DISK="$DISK_CPY/qemu.img"

#Find U-boot rom
UBOOT=$(realpath br-qemu-x86_64/images/u-boot.rom)
QEMU_ARGS=(
    -name "$VM_NAME"
    -smp sockets=1,cores=1
    -m 128
    -overcommit mem-lock=off
    -rtc base=utc,driftfix=slew
    -k fr-be #or whatever you want ;)
    -nographic
    -device virtio-rng-pci
    -object rng-random,id=objrng0,filename=/dev/urandom
    -drive id=disk0,file=$DISK,if=none,cache=directsync,format=raw,snapshot=off
    -device virtio-blk-pci,drive=disk0
    -bios $UBOOT #This is important, this allows us to use our own bootloader
    -machine pc
    -netdev user,id=veth0
	  -device driver=virtio-net,netdev=veth0
)
echo "qemu-system-x86_64 ${QEMU_ARGS[@]}"
qemu-system-x86_64 "${QEMU_ARGS[@]}"

For convenience we then make the script executable:

chmod +x vm-start.sh

We can now test the built system by running this script:

./vm-start.sh

Please note that when starting the qemu virtual machine, warnings like the following may be in the output:

Loading Environment from EXT4... ** File not found /uboot.env **

This occurs on the first boot because U-boot cannot find a saved environment since we have not saved one yet. As a consequence, U-boot loads a builtin default one, which is then used, modified and saved by our U-boot script. A next boot of the same virtual machine from the same image will show that it loads correctly.

If everything works correctly, we have the following initial output:

After waiting a few more seconds, a login prompt is shown. Because users and no password were configured, typing root is sufficient to login into the virtual device.

We can now see the A/B boot status according to rauc. We use the following command:

rauc status

Which gives the following output:

This error message results from the fact that we haven’t configured the A/B boot logic within our Linux system!

For this, we need to configure RAUC, and reconfigure and recompile the Linux kernel…

This will be covered in the next article of this series!

Conclusion

We covered all the scripts and configuration in detail, necessary to build and run an A/B boot system in a virtualised environment through qemu.

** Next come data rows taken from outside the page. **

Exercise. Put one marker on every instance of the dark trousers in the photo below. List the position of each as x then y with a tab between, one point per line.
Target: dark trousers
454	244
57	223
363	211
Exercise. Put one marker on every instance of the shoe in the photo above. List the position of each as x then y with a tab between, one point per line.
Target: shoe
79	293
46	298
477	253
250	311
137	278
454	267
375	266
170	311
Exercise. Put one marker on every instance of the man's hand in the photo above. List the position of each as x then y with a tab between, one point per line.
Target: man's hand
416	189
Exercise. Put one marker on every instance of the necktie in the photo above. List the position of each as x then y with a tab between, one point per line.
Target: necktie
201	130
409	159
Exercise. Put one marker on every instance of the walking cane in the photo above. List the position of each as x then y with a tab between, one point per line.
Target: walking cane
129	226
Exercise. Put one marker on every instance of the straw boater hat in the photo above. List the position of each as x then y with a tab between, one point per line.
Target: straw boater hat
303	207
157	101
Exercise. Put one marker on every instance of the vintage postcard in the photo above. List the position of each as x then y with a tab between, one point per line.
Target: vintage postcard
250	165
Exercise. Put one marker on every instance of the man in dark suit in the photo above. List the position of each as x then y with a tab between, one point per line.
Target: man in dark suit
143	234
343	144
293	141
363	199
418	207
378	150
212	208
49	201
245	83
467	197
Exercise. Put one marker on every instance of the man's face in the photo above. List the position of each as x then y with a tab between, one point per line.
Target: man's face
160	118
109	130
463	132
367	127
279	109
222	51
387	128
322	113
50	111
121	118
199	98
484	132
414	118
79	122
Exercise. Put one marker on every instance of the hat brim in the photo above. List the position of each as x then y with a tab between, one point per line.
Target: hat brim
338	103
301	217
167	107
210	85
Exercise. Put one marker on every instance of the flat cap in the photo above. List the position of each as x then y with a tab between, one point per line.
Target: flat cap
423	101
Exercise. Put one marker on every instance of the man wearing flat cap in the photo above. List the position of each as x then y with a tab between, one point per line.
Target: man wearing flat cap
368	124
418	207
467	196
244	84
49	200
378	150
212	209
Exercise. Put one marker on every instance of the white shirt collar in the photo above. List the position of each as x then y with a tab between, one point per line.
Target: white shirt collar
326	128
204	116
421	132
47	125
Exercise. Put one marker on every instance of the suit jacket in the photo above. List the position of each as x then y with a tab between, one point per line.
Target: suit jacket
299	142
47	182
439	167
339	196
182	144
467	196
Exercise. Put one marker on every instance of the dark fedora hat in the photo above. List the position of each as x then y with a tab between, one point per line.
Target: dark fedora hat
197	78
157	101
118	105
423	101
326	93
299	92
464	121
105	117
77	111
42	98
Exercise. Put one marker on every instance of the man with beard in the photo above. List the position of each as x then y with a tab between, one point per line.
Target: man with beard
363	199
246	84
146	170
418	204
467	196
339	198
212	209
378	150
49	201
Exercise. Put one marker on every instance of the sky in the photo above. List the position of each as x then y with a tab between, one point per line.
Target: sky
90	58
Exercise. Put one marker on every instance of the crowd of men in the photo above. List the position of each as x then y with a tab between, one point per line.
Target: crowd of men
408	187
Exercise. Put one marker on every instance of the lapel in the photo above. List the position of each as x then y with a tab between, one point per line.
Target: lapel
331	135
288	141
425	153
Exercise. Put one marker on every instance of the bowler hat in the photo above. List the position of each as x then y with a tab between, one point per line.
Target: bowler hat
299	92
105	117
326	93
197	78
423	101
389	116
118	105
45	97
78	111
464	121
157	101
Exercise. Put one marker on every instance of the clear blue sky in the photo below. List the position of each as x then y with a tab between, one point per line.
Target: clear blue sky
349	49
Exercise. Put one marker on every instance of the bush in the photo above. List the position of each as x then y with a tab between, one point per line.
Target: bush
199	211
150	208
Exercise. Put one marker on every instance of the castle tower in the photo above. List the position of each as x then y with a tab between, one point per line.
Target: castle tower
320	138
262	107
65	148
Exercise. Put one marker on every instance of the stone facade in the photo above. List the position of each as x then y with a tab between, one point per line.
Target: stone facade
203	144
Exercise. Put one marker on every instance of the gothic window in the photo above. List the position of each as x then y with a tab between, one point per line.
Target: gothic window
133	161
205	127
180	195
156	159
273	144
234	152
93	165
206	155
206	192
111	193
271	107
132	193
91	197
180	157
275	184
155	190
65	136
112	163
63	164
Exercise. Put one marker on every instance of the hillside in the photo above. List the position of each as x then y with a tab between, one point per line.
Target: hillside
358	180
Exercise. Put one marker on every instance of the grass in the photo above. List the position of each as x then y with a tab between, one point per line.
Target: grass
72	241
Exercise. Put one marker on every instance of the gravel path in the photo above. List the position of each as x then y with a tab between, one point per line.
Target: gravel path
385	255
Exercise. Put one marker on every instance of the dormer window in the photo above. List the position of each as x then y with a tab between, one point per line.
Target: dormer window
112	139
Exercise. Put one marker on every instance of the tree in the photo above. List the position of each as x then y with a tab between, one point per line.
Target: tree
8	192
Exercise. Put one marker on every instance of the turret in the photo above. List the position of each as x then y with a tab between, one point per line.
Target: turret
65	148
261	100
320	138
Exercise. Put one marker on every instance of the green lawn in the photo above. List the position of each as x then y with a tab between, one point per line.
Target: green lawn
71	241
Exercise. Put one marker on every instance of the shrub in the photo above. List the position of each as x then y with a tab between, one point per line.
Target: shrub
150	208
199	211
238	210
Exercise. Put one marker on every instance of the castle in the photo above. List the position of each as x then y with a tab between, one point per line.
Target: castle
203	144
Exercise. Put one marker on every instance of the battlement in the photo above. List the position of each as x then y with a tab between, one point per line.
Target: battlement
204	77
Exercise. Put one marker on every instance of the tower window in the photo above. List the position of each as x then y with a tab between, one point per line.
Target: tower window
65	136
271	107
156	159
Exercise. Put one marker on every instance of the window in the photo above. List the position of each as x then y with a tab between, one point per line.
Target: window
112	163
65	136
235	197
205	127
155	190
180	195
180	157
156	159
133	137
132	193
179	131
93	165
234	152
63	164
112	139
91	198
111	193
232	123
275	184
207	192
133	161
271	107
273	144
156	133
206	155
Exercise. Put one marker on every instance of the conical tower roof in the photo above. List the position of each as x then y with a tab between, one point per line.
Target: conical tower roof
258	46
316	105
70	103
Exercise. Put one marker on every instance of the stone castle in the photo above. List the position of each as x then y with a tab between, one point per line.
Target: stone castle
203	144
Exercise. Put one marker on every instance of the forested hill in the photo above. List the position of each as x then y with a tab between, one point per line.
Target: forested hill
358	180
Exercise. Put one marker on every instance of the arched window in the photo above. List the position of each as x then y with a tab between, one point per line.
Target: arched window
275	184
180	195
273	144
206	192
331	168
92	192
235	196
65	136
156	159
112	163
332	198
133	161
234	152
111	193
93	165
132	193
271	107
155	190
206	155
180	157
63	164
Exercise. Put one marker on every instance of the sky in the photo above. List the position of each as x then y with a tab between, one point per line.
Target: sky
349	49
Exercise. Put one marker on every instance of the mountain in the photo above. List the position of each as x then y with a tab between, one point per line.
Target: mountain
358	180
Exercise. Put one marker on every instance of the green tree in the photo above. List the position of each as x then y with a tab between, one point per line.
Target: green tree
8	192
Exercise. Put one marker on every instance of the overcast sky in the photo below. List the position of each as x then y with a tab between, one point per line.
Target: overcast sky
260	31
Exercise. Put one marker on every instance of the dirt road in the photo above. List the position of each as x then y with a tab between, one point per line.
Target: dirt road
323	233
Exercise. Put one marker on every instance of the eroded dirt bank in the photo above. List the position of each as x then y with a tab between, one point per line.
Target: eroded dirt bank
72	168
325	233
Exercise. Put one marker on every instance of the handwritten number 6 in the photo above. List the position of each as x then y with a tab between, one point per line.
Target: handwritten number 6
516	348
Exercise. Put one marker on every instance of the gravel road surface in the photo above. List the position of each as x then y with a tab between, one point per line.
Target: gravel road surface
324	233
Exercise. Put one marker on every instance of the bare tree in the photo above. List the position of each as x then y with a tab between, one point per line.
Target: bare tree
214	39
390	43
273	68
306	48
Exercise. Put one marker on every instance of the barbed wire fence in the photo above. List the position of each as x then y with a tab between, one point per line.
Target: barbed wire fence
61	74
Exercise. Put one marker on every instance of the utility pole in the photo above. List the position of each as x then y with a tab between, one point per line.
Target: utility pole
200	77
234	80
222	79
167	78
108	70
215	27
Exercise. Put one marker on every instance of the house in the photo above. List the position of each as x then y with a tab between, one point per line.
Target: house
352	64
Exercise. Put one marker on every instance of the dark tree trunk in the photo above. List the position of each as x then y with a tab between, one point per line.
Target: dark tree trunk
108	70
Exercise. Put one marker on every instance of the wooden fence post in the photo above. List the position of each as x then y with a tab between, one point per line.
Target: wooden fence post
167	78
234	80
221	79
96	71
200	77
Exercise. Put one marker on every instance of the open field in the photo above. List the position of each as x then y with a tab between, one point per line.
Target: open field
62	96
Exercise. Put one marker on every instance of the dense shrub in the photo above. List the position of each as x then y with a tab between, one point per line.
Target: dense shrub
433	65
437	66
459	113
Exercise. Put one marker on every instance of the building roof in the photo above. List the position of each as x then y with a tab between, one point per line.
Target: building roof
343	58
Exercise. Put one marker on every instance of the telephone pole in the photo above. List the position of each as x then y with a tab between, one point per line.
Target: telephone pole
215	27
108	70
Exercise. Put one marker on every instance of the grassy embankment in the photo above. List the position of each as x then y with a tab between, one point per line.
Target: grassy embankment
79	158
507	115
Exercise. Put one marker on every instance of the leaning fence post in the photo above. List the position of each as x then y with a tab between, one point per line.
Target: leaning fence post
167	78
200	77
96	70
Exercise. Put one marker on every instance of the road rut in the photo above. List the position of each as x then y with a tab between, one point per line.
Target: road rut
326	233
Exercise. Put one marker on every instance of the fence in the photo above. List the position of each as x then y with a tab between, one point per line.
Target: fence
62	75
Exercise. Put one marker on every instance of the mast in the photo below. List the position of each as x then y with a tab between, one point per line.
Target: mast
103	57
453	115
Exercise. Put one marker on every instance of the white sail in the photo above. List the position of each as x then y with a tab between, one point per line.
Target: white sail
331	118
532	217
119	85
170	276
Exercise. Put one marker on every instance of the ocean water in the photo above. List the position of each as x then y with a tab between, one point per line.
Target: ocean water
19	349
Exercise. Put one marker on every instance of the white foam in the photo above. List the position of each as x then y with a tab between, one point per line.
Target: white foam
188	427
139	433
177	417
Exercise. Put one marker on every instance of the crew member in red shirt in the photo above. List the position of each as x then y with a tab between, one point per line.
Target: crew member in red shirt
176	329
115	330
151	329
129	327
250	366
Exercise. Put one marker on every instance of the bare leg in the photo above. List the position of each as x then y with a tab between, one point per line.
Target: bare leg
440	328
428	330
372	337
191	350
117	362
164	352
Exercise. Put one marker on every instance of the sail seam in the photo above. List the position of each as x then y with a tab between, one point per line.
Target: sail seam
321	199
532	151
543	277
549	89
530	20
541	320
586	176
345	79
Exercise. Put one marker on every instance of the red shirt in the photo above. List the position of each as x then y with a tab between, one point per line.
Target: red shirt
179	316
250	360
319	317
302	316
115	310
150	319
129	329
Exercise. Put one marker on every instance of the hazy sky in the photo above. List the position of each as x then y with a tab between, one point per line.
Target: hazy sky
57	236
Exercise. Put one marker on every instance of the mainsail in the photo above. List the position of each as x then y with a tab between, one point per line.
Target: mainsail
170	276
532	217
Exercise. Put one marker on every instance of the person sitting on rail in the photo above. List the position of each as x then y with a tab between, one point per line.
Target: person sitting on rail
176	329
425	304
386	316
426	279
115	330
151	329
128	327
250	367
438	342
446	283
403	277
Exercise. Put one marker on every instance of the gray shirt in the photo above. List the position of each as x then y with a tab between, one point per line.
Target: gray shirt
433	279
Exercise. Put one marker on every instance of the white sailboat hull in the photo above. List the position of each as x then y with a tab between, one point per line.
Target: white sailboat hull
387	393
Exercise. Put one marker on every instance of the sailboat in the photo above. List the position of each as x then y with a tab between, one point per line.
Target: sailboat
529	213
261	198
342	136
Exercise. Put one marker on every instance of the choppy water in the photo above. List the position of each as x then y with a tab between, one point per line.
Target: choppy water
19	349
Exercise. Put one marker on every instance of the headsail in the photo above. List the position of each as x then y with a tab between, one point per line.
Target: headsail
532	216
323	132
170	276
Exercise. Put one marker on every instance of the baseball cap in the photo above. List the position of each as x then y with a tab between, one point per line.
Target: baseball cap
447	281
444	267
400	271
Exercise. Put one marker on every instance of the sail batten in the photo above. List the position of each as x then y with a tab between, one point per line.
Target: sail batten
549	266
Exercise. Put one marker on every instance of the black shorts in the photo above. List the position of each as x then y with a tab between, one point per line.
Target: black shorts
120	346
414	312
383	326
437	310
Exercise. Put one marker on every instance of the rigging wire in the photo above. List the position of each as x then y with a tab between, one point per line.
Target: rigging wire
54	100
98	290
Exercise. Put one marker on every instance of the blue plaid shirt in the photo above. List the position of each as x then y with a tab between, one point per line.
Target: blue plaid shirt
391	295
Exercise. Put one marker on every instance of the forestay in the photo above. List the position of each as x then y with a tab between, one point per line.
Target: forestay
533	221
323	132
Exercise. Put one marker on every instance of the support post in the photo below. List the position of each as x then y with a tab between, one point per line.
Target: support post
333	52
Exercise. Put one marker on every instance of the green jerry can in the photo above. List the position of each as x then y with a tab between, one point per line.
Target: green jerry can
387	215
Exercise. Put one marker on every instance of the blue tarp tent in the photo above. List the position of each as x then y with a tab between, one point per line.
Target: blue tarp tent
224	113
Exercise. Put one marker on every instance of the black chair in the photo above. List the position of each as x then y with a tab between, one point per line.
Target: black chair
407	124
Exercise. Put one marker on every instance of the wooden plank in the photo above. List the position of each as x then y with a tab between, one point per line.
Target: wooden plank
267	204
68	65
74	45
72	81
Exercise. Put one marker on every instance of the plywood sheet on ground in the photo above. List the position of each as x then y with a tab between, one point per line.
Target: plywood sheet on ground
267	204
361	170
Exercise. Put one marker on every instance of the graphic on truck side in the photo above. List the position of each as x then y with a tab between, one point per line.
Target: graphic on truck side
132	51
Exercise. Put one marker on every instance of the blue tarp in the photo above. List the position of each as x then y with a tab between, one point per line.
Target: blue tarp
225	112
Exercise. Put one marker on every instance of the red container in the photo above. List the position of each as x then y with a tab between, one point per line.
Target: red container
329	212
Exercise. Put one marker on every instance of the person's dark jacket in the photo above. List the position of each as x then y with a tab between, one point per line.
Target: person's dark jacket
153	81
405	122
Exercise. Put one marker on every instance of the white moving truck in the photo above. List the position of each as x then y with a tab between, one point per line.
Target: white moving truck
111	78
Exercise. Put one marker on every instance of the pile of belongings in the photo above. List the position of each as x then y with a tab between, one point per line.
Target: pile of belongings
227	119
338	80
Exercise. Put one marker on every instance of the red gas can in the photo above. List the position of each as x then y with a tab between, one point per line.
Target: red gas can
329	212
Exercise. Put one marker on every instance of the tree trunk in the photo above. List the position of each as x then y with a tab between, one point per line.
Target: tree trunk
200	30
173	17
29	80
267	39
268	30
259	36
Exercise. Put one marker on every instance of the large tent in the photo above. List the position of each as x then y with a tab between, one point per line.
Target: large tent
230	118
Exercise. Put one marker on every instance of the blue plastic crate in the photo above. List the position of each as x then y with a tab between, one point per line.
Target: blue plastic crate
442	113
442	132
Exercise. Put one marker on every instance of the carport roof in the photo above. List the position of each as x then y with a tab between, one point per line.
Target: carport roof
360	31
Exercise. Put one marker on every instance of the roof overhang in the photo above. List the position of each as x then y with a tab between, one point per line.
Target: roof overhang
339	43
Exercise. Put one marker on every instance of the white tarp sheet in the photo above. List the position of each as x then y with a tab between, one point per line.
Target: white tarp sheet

But this is not the end yet…

We still need to create and distribute the verification keys to authenticate the update bundles… These bundles themselves also still need to be configured and built! And because we are rigorous, dedicated engineers, we need to verify that it all works by testing…

Even given the fact that we are nearing the end, the remaining work exceeds the scope of this post, so we will continue in a third and final part.

Until then, try to survive the summer heat!